Complete tracking of patients from fever to diagnosis, case notification, investigation, or response was not carried out as the national malaria compile database and case investigation databases could not be linked due to non-availability of a specific identifier. The RACD monitoring and evaluation tool is tested in China, Indonesia, and Thailand which can be adopted by Myanmar with modifications for the local needs.

Recommendations

Malaria case notification should be made mandatory at least in these three study regions/states by all healthcare providers namely private healthcare providers, informal health providers, military, and health departments other than public health departments. Uptake of RACD monitoring and evaluation tool and developing/adopting clear SOP specifying the responsibilities of health workforce at each level along with timeline is needed. Adequate capacity building of the staff is necessary based on the SOP. Development of web-based HIS linked with mobile phones may potentially improve the availability of information and coverage and speed up the response to control. At different levels, the reporting system should be linked by a unique identification number to get the complete details of a case and validation of the obtained data. Quality assurance strategies like reconfirmation of diagnosis using blood microscopy or other advanced diagnostic methods may be included in the SOP and implemented. Similarly, regular review meeting to discuss the cases at the township or higher level should be established.

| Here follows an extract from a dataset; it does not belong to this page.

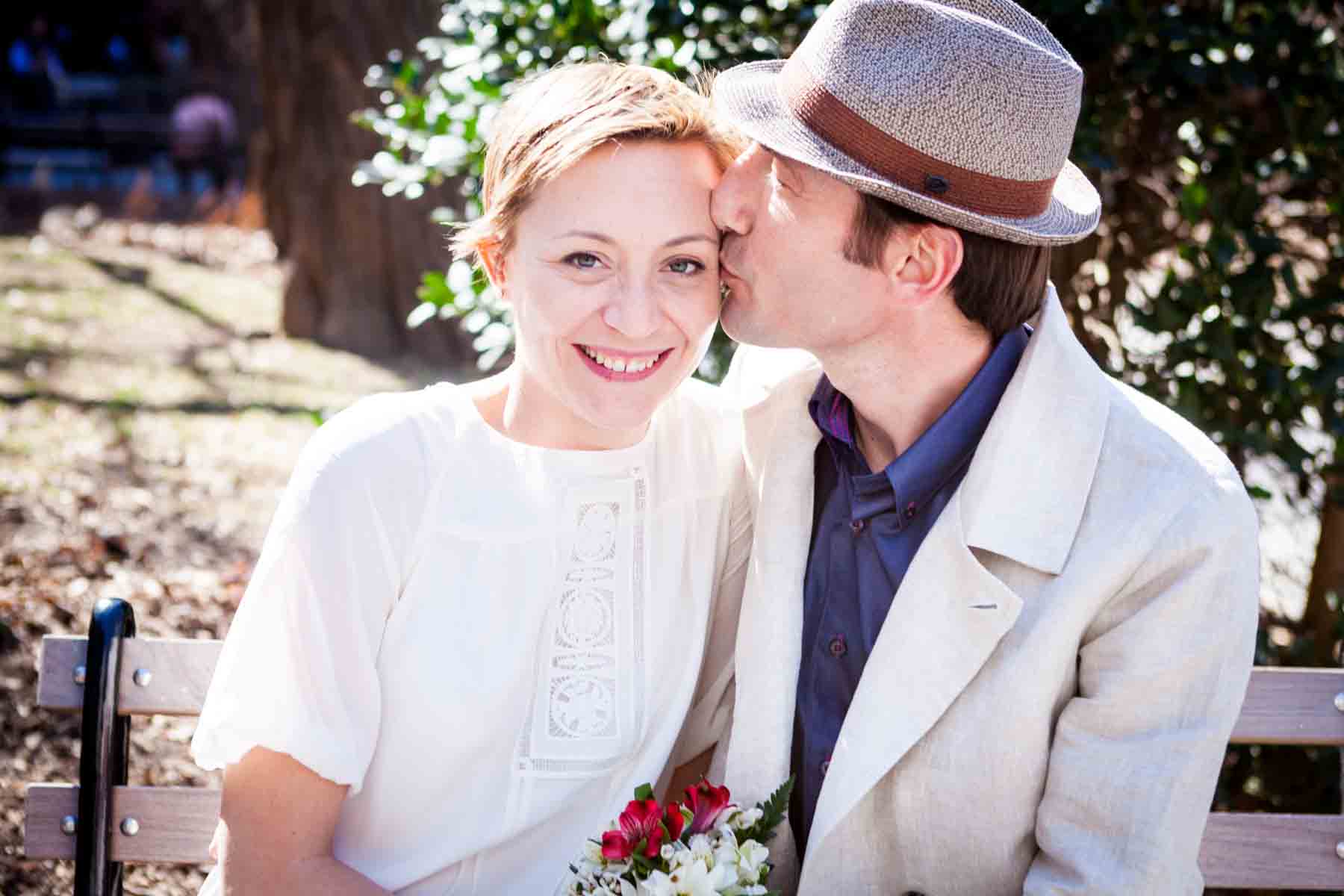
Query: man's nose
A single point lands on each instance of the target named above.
(635, 314)
(730, 205)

Gradually, the townships of neighbor regions/states should also be included for reporting to understand about the imported malaria. Myanmar should adopt best malaria elimination standard practices from other malaria-eliminated countries and neighboring countries which are in the verge of elimination and tailor to the existing program infrastructure and needs.

Conclusion

The timeline at each stage of the strategy namely case notification, investigation, classification, and response to control was followed, and response action was taken in nearly all indigenous malaria cases for the available case information. Strengthening of health information and monitoring system is needed to avoid missing information. Future research on feasibility of mobile/tablet-based surveillance system and providing response to all cases including imported malaria can be further studied.